When You Care Enough to Write a Bill ... (but, apparently, not a check)

While Barack Obama has been praised by many Republicans for his stance, it really is small wonder that in relation to the brouhaha over the pregnancy of Sarah Palin's teen daughter, Obama proclaims that family members should be "off-limits" in the campaign.
After all, one of Obama's rare efforts at legislating since he began his long campaign to lead the Free World is called the Global Poverty Act. Here's a summary:
A bill to require the President to develop and implement a comprehensive strategy to further the United States foreign policy objective of promoting the reduction of global poverty, the elimination of extreme global poverty, and the achievement of the Millennium Development Goal of reducing by one-half the proportion of people worldwide, between 1990 and 2015, who live on less than $1 per day.(emphasis added)

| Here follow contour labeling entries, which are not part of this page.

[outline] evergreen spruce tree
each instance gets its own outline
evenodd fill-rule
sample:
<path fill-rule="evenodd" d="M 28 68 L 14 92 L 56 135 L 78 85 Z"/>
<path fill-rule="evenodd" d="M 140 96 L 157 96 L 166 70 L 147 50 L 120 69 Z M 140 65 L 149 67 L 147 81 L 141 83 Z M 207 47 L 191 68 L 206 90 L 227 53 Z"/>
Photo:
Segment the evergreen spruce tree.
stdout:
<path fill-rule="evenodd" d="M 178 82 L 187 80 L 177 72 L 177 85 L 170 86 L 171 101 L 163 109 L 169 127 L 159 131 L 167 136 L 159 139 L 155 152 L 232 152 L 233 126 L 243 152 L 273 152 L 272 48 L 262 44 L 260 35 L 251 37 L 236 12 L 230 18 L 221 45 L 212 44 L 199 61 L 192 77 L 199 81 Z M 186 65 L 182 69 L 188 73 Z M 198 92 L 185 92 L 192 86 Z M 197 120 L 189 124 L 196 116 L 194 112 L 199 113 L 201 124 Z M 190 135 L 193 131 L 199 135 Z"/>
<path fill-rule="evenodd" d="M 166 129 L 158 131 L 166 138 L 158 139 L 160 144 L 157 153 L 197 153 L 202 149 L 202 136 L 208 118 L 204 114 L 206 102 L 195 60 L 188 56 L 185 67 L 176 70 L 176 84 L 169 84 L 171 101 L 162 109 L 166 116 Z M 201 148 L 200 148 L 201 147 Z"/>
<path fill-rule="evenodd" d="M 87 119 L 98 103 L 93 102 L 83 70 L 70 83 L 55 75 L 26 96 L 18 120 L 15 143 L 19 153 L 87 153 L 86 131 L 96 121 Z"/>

Sponsor: Sen Obama, Barack [IL] (introduced 12/7/2007)
--Library of Congress
The bill, much like its author's standing in the polls, has since gone nowhere. Now, leaving aside the idea that it might have been better to call it the Global Anti-Poverty Act, there is the matter of one of Barack's many siblings. As most of the information-consuming class knows:
The Italian edition of Vanity Fair said that it had found George Hussein Onyango Obama living in a hut in a ramshackle town of Huruma on the outskirts of Nairobi.Embarrassed by his penury, he said that he does not does not mention his famous half-brother in conversation.
--Telegraph.co.uk
"Penury," for the non-Brits among us, means poverty. That would be just the kind that Sen. Obama, in his bill, professes a desire for American taxpayers to combat, globally. George Hussein Oyango Obama, who apparently lives with a couple of relatives now and studies at a Nairobi-area college, was reported by Vanity Fair as saying that that he lives on FAR less than $1 per day.
Barack Obama has made much of his Christianity of late, but perhaps he missed the part about being your brother's keeper.
Oh, wait, I forgot. Families are off-limits.